Further, benefits of opioids versus non-opioids was reviewed at the 2014 North American Neuromodulation Society Meeting, clearly demonstrating the qualities of the ideal intrathecal agent [91, 92].

Accuracy is dosing and the volume delivered is crucial for patient safety and efficacy. The Prometra I system by Flowonix was demonstrating an accuracy of 97.1%, with a 90% confidence interval of 96.2-98.0%, with follow-up of 6 and 12 months [93, 94]. The Medtronic Synchromed II pump has had issues with accuracy, including challenges with off-label medicines and combination therapy regarding motor stall and gear corrosion with the peristaltic mechanism of delivery [95]. Recently, the accuracy of the pump was evaluated over 6 and 12 months, with over-infusion occurring 1% more than the programmed delivery volume and 2.5% on a per refill basis.

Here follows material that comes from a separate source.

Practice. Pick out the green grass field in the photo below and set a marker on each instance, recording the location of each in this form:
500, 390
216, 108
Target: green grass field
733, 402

These statistics represent a mean ratio, and does not account for large swings in the differences of predicted and actual residual volumes [96]. Further pump advances in accuracy, delivery mechanisms, safety warnings for pocket fill, and advanced programming designs are needed, as is new safer, more concentrated drug solutions.

Local anesthetics and other adjuvants are oftentimes employed concurrently in the intrathecal space, as the majority of the pumps implanted in the United States are not monotherapy. As Veixi et al. pointed out, mitigating predictable dose escalations with slow, continuous chronic infusion with local anesthetics may be accomplished by the addition of local anesthetics. Combination therapy is off-label, and discouraged secondary to an increased rate of device failure with the Medtronic Synchromed II system.

New dosing paradigms have been reported, to mitigate the challenges with monotherapy opioid and ziconotide [97, 98]. More prospective, randomized, multicenter studies are necessary to determine their placement in the intrathecal algorithm.

CONCLUSION

Intrathecal therapy has undergone a renaissance since its introduction. Gone are the days of positioning the therapy as a salvage therapy for chronic high systemic opioid doses [91]. Understanding the recent breakthroughs in our pharmacokinetic modeling of the intrathecal space, the aforementioned review provides a stepping-stone for medication selection, considering the unique physiochemical properties of the commonly employed intrathecal agents. Further research is needed in standardizing the selection of the platform, the catheter location, the trialing strategy, the medicine, the dose, and the titration schedule.

CONFLICT OF INTEREST

Dr Pope: Consultant for Medtronic, Flowonix, St Jude, Jazz Pharmaceuticals, Spinal Modulation, Mallinckrodt Pharmaceuticals. Dr. Deer: Consultant for Axonics, Bioness, Globus, Flowonix, Jazz, Nevro, Spinal Modulation, St. Jude, Medtronic, Mallinckrodt, Vertos. Dr. McRoberts: Consultant for Medtronic, Sanofi-aventis, St Jude, Vertiflex, Gore Industrie, SPR Therapeutics, and Flowonix. Dr. Amirdelfan: Consultant for St. Jude, Medtronic, Nevro, Mesoblast. Dr. Azeem: No Disclosures.